About 5% to 8% of NSCLC patients present with 2 or more anatomically separate lung tumors at diagnosis. The distinction between synchronous primary tumors and intrapulmonary metastases has important implications for staging and, thus, treatment strategies.
Arne Warth and colleagues from University Hospital Heidelberg published a single institution study in the June 1, 2012 European Respiratory Journal (abstract) analyzing the clonal relationship between multifocal NSCLC with indistinguishable morphology in a series of 78 patients. Their analysis included LOH analysis of 14 polymorphic microsatellite markers and EGFR and KRAS mutation screening using single-strand conformation polymorphism, followed by direct sequencing of abnormally migrating bands.
This study included 58 adenocarcinomas and 20 squamous cell carcinomas; 59 pT3, 18 pT4, and 1 pM1a. 97.4% of all specimens could be classified as clonal, likely clonal, or non-clonal; only 2 cases were non-informative.
- Tumor nodules of 22 patients (28%) showed divergent LOH status--indicating non-clonal origin. This is a surprising finding--remember this study only included multifocal tumors with indistinguishable morphology.
- Activating EGFR mutations were found in both synchronous tumors in 4/58 ADC but none of the SQC.
- KRAS mutations were found in 20 patients (17 ADC, 3 SQC) but in 6 patients the mutation was identified in only 1 of the tumors and in 1 patient there were divergent EGFR and KRAS mutations.
- With combined allelotyping of LOH and mutational status of EGFR and KRAS, about 36% of cases (28/78 cases) showed evidence that they were not clonally related, including:
- 14/18 ADC and 6/10 SQC located in the same lobe.
- Kaplan-Meier curves illustrating the impact of clonality of multifocal NSCLC on overall survival did not identify a statistically significant difference but did show a tantalizing trend that patients with 2 clonally unrelated tumors have a better OS; notably, this difference did reach statistical significance by univariate analysis.

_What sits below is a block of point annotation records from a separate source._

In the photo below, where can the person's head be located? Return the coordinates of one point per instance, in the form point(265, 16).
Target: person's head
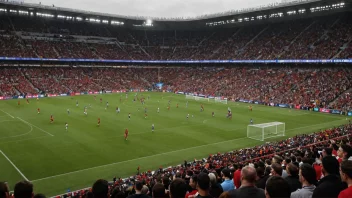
point(193, 181)
point(203, 183)
point(226, 173)
point(277, 187)
point(276, 169)
point(307, 174)
point(23, 189)
point(346, 151)
point(276, 159)
point(4, 190)
point(248, 175)
point(292, 169)
point(330, 166)
point(100, 189)
point(178, 188)
point(158, 190)
point(346, 171)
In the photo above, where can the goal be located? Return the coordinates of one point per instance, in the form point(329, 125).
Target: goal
point(220, 100)
point(265, 130)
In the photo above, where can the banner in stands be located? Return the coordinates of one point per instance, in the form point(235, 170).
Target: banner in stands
point(179, 61)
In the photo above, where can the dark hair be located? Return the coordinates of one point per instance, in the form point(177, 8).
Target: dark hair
point(203, 181)
point(331, 165)
point(158, 190)
point(278, 187)
point(178, 188)
point(293, 169)
point(309, 174)
point(226, 172)
point(39, 196)
point(100, 188)
point(348, 149)
point(23, 189)
point(4, 189)
point(346, 167)
point(277, 168)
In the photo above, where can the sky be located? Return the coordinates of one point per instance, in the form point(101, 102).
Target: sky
point(156, 8)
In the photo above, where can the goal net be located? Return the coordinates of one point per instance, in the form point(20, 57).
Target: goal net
point(265, 130)
point(220, 100)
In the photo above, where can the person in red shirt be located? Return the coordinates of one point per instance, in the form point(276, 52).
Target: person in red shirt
point(126, 133)
point(193, 184)
point(346, 176)
point(237, 176)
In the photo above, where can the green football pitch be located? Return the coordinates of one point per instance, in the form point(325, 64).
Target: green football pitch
point(56, 160)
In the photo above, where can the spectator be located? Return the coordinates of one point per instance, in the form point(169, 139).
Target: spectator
point(227, 184)
point(248, 188)
point(307, 177)
point(178, 188)
point(346, 176)
point(346, 151)
point(237, 176)
point(276, 169)
point(330, 185)
point(193, 184)
point(277, 187)
point(158, 191)
point(203, 186)
point(138, 188)
point(215, 187)
point(4, 190)
point(292, 178)
point(23, 189)
point(100, 189)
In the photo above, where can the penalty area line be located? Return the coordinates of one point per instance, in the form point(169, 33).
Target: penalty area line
point(18, 170)
point(35, 127)
point(7, 113)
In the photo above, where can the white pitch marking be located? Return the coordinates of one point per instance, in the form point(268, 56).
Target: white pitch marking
point(18, 170)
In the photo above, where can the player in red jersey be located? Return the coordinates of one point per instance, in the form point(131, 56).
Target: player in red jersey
point(126, 133)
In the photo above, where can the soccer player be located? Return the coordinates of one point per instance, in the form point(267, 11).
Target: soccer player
point(126, 133)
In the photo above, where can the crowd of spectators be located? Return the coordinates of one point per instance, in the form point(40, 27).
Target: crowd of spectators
point(318, 38)
point(304, 166)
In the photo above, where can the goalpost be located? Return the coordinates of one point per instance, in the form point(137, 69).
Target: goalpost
point(265, 130)
point(218, 99)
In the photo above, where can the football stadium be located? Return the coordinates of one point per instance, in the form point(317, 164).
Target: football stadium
point(253, 102)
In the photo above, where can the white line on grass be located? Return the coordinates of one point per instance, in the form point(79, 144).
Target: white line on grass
point(18, 170)
point(35, 126)
point(7, 113)
point(131, 160)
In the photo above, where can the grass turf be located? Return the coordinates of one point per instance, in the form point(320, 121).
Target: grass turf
point(56, 160)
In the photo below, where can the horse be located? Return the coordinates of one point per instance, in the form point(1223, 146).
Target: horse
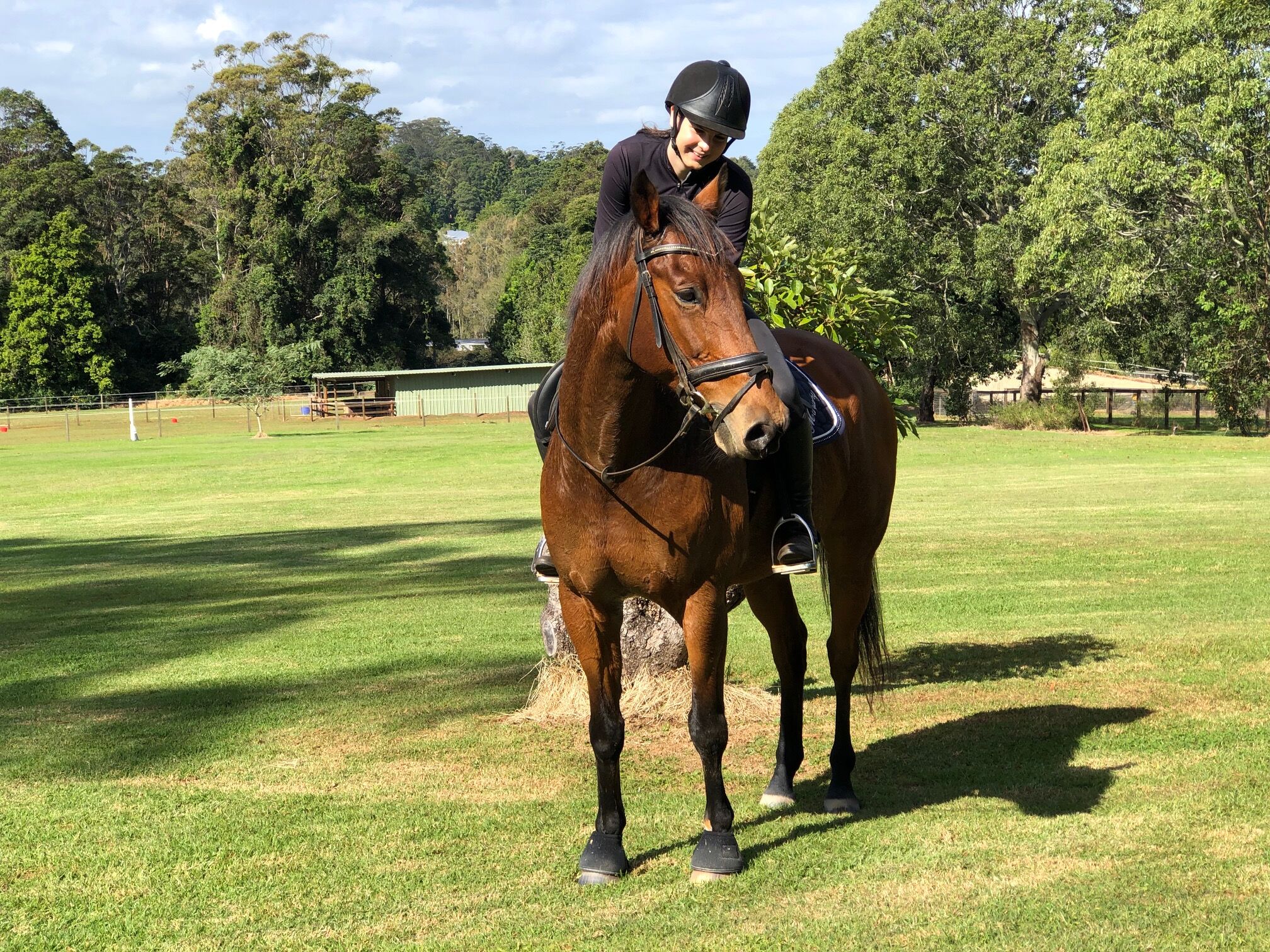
point(646, 492)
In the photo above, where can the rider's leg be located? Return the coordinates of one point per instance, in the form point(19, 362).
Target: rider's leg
point(794, 541)
point(540, 419)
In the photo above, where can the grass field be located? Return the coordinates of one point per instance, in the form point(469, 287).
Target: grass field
point(253, 694)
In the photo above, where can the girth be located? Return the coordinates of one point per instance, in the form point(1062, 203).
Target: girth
point(687, 376)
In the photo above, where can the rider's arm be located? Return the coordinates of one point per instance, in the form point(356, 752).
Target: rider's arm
point(614, 191)
point(735, 213)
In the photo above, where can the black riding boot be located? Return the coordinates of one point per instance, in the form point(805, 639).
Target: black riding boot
point(794, 542)
point(542, 419)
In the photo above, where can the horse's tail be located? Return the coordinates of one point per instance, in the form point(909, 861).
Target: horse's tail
point(871, 640)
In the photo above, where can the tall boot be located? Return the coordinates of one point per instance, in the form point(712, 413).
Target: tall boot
point(794, 542)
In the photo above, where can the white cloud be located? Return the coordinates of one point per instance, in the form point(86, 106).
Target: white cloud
point(216, 25)
point(379, 70)
point(641, 113)
point(435, 106)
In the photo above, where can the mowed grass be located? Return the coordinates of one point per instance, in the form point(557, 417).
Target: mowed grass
point(253, 694)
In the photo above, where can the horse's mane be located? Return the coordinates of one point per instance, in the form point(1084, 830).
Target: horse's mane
point(616, 249)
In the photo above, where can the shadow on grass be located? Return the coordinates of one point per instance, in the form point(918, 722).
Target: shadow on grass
point(1021, 754)
point(77, 612)
point(944, 663)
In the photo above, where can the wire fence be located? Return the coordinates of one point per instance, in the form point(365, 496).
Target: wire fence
point(1146, 408)
point(159, 416)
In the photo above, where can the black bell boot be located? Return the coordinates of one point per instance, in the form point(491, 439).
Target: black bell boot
point(794, 542)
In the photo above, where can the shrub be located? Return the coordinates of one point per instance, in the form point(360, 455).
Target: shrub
point(1046, 416)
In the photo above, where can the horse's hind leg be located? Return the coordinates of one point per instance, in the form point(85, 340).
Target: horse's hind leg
point(705, 631)
point(772, 602)
point(851, 587)
point(596, 635)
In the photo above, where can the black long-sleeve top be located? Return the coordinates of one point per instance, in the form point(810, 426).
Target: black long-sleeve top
point(648, 152)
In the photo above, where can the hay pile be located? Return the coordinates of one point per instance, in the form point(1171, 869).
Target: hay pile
point(561, 694)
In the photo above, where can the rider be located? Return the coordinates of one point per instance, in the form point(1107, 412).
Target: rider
point(709, 106)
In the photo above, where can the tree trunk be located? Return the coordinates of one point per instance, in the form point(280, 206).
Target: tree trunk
point(926, 403)
point(1032, 323)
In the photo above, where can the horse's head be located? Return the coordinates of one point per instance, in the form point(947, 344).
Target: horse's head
point(697, 291)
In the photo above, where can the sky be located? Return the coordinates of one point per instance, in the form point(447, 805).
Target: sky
point(525, 74)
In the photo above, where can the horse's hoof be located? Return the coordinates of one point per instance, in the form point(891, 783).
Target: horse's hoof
point(604, 861)
point(699, 876)
point(592, 879)
point(717, 857)
point(841, 805)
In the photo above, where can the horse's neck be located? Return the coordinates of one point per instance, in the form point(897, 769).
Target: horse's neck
point(607, 407)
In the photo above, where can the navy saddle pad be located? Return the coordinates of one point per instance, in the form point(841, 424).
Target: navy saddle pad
point(827, 421)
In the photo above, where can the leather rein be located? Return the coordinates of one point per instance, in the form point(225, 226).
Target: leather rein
point(689, 376)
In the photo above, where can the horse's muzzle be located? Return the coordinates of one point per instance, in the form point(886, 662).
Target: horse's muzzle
point(761, 439)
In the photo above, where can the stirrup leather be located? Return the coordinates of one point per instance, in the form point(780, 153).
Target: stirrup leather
point(797, 568)
point(541, 562)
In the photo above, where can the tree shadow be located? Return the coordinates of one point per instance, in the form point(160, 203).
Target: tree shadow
point(944, 663)
point(1021, 754)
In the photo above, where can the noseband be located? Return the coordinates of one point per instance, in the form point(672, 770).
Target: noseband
point(687, 376)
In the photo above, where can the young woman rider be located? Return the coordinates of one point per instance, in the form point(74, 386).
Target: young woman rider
point(709, 107)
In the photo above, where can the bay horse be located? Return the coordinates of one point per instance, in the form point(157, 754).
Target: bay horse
point(642, 498)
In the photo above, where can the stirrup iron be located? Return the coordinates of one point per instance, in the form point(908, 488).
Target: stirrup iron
point(807, 568)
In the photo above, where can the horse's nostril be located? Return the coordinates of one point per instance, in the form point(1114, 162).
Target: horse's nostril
point(760, 437)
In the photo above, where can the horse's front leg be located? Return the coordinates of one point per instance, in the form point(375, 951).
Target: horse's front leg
point(705, 631)
point(595, 630)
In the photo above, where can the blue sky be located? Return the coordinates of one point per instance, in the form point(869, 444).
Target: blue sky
point(525, 74)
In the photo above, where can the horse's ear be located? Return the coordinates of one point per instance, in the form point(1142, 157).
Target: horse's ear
point(646, 203)
point(711, 196)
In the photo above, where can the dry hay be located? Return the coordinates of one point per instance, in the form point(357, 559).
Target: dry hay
point(561, 694)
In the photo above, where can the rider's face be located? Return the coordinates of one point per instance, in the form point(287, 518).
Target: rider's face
point(699, 147)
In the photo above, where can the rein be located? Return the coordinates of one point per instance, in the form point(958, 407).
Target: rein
point(687, 376)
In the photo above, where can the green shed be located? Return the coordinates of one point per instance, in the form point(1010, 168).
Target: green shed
point(433, 392)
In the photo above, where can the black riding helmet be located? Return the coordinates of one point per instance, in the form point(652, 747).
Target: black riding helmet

Practical "take-home" points.
There is no specific anatomical or morphological criteria that reliably indicate a clonal or nonclonal origin of multifocal NSCLC tumors. The authors reasonably recommend performing predictive molecular testing (EGFR and KRAS mutational analysis) or allelotyping separately in all cases with synchronous tumors to identify clonally related tumors. This study presents some intriguing data regarding the prognostic value of identifying nonclonalty, but the prognostic impact of clonality needs to be further analyzed in larger cohorts of NSCLC patients with multifocal synchronous tumors.